Vou falar da situação oposta também: a carência de produtos. A carência é mais atribuída ao socialismo, Paul Singer por exemplo fala em economia/cultura da escassez.
- quantidade normal → Mv e Me em quantidades e preços normais
- pequena carência → Me ≅ 0 há relatos de que para evitar desperdício de recursos, os soviéticos preconinzavam esse estado
- grande carência → Me = 0 ; Mv insuficiente. Na economia de mercado isso significa que a Mercadoria atinge preços abusivos (OBS: os preços podem ficar abusivos mesmo antes de Me = 0) e no socialismo significa o que Paul Singer chama de alimentar a cultura da escassez. Diz ele que isso é extremamente daninho pois mesmo sem alteração de preços, as pessoas passam a fazer filas e quando o produto que tava em falta no mês anterior chega, elas compram demais para estocar e não serem privadas de novo pela escassez. Mas quando parte da população compra para estocar, temos falta de novo, e para suprir essa demanda de gente que vai consumir e mais os que vão estocar, as fábricas remanejam sua produção para produzirem mais. Mas, ao fazerem isso, elas se preparam para uma demanda que não é permanente: só o consumo regular é estável, a estocagem tem o limite e as pessoas param de estocar quando acham que têm o suficiente. Algumas nem vão consumir a quantidade esperada pois vão consumir do estoque.

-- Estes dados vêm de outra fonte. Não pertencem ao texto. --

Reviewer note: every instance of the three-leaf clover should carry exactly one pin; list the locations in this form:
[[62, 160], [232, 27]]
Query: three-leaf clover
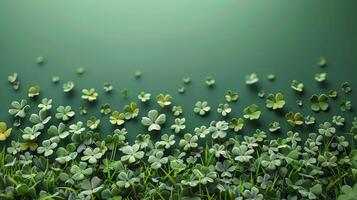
[[64, 113], [154, 120], [252, 112], [90, 95], [163, 100], [276, 101], [201, 108]]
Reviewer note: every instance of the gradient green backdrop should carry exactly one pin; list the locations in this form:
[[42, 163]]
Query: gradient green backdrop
[[170, 39]]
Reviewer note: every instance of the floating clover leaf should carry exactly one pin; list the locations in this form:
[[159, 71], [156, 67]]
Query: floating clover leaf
[[68, 86], [45, 104], [224, 109], [117, 118], [188, 141], [338, 120], [242, 153], [348, 193], [320, 77], [275, 101], [177, 110], [126, 179], [19, 108], [345, 105], [40, 120], [275, 126], [297, 86], [346, 87], [144, 97], [327, 129], [31, 133], [131, 110], [92, 155], [167, 141], [77, 128], [154, 120], [90, 95], [93, 123], [64, 113], [179, 125], [105, 109], [294, 119], [210, 81], [33, 91], [4, 131], [201, 108], [108, 87], [157, 160], [219, 129], [251, 79], [252, 112], [132, 153], [319, 102], [46, 148], [202, 131], [236, 124], [231, 96], [80, 171], [163, 100]]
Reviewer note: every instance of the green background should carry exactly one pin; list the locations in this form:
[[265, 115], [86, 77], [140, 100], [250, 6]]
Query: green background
[[168, 40]]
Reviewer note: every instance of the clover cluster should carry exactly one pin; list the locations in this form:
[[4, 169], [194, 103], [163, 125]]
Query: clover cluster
[[67, 159]]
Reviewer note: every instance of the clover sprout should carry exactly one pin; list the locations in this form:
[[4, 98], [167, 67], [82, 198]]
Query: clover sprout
[[252, 112], [224, 109], [154, 120], [163, 100], [276, 101], [90, 95], [117, 118], [201, 107]]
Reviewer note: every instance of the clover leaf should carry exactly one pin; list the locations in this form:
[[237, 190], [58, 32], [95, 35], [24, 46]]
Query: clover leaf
[[132, 153], [201, 108], [236, 124], [117, 118], [93, 123], [319, 102], [297, 86], [64, 113], [275, 101], [252, 112], [163, 100], [34, 91], [177, 110], [320, 77], [4, 131], [224, 109], [179, 125], [294, 119], [251, 79], [68, 86], [231, 96], [154, 120], [90, 95]]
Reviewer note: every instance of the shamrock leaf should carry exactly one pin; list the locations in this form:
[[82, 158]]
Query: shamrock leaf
[[154, 120], [275, 101]]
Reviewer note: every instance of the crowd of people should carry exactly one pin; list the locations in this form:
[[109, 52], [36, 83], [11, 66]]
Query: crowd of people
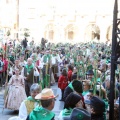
[[82, 72]]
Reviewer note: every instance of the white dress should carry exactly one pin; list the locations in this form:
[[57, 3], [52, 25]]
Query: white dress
[[16, 93]]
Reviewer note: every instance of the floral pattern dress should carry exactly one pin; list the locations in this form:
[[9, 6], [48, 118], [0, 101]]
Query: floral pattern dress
[[16, 92]]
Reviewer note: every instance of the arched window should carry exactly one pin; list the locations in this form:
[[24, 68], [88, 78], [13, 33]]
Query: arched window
[[92, 32], [70, 32], [49, 32], [70, 35]]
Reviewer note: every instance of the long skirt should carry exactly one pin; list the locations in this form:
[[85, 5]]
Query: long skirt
[[14, 98]]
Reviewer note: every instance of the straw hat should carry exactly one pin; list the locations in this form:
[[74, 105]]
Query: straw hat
[[46, 94]]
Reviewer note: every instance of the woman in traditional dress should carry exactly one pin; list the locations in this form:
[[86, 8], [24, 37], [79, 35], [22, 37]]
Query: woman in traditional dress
[[16, 91]]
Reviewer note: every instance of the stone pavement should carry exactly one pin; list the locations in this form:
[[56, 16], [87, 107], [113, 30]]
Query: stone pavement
[[6, 114]]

A economia de escassez bagunça muito o uso da análise de vendidos e encalhados como reguladora da quantidade correta de bens a serem produzidos/descontinuados. Não sei se Von Mises chegou a ficar sabendo desse fenômeno (muitos dos problemas da URSS eram ocultados), mas ele diria que esse é o castigo por desafiar o mercado.
Ou melhor, elas podem ocorrer no capitalismo também, mas pelo menos o erro de produzir muito confundindo a quantidade a ser estocada com a quantidade a ser regularmente consumida fica sob os ombros do capitalista e não da empresa.
Ou melhor ainda, esse tipo de erro de investimento pode ocorrer não só de confundir estoque+consumo regular, como também teve muitas empresas que se deram mal confundindo interessem momentâneo com interesse permanente.
Melhor ainda ainda, isso se chama superprodução e quando atinge muitas empresas ao mesmo tempo (ex: 1929) vira sim um problema de governos. Essas crises não dependem da produção excessiva, elas podem ser de "bolhas".
Melhor ainda ainda ainda, Stalin dizia que o socialismo estava protegido da superprodução e para isso pregava a produção apenas do estritamente necessário. Mas desencadear períodos de grande carência fez com que um problema parecido com o da superprodução existisse no socialismo!